At the closing of the ceremony, Swedish minister for the environment Lena Ek and minister for international development cooperation Gunilla Carlsson handed over The Stockholm Call for Action to Dr Francisco Gaetani, deputy minister for the environment in Brazil and Sha Zukang, secretary general of Rio+20.
On May 4, SustainAbility placed the global government under the microscope claiming: “The onus falls on the government to give us the systems, incentives and regulatory frameworks to enable sustainable development.” The company also features a series of videos on Guardian Sustainable Business, in which a number of successful pioneers speak out on the challenges that they face.
The third story that caught our attention this month, was Triple Pundit’s reiteration of the UN Global Compact and the World Business Council on Sustainable Development (WBCSD)’s coalition appeal to companies wanting to practise sustainability. The call was made on May 3 for the Rio+20 Corporate Sustainability Forum: “We need to put our world on a more sustainable path – economically, socially and environmentally,” said UN Secretary General Ban Ki-moon in a video address.
BusinessGreen also wrote about Ban Ki-moon’s video address in the run up to the Rio+20 Corporate Sustainability Forum, concluding with the recommendation of the Carbon Disclosure Project (CDP) as reporting framework for all signatory companies.
This week, we have witnessed a prominent struggle to finalise the approach to a sustainable future. On May 7, Global Issues reported the UN’s “failure” to reach a consensus on the Global Plan of Action titled The Future We Want, after a fortnight of closed-door negotiations.

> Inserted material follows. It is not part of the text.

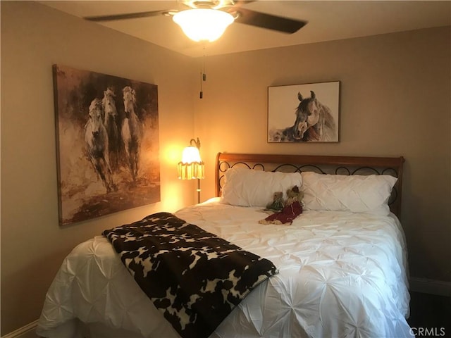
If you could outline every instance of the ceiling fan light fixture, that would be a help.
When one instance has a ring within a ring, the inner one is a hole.
[[[223,11],[194,8],[177,13],[173,20],[192,40],[215,41],[233,22],[233,16]]]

Many are also commenting on the “niggling” language in the “zero draft” document, which originally ran to more than 6,000 pages of submissions by member states, international organizations and civil society groups.
In an effort to “break the deadlock” the UN Preparatory Committee will be attempting once again to finalize the zero draft document when it holds an unscheduled five-day session beginning May 29.
Yesterday, our attention was drawn back to Stockholm when an international conference agreed on a set of 13 recommendations for governments, businesses, organisations and individuals to promote and contribute to sustainable development.
The agreement was reached among 42 ministers and deputy ministers, 35 international leaders from businesses and organisations, and around 700 stakeholders, which included young people, civil society organizations, researchers and businessmen from 72 countries who participated in the Stockholm+40 Partnership Forum for Sustainable Deveolpment back in April.
In contrast with SustainAbility’s assertion that Governmental action is mandatory for change, Eurasia Review wrote yesterday about the combined importance of partnerships involving businesses and non-governmental organisations, stating: “The United Nations Conference on Sustainable Development (Rio+20) in Rio de Janeiro provides world leaders and stakeholders with an opportunity to renew and reinforce their commitment to work together for a sustainable future for our planet and its present and future generations”.
B>’s roundup of recent coverage of Rio+20 development shows that the pressure is on to have as much of the document ready for June 20 as possible. With the remaining percentage to be discussed at the conference carrying such enormous weight, let us hope that we have passed the stage of language squabbling and are moving forward on a much more solid platform.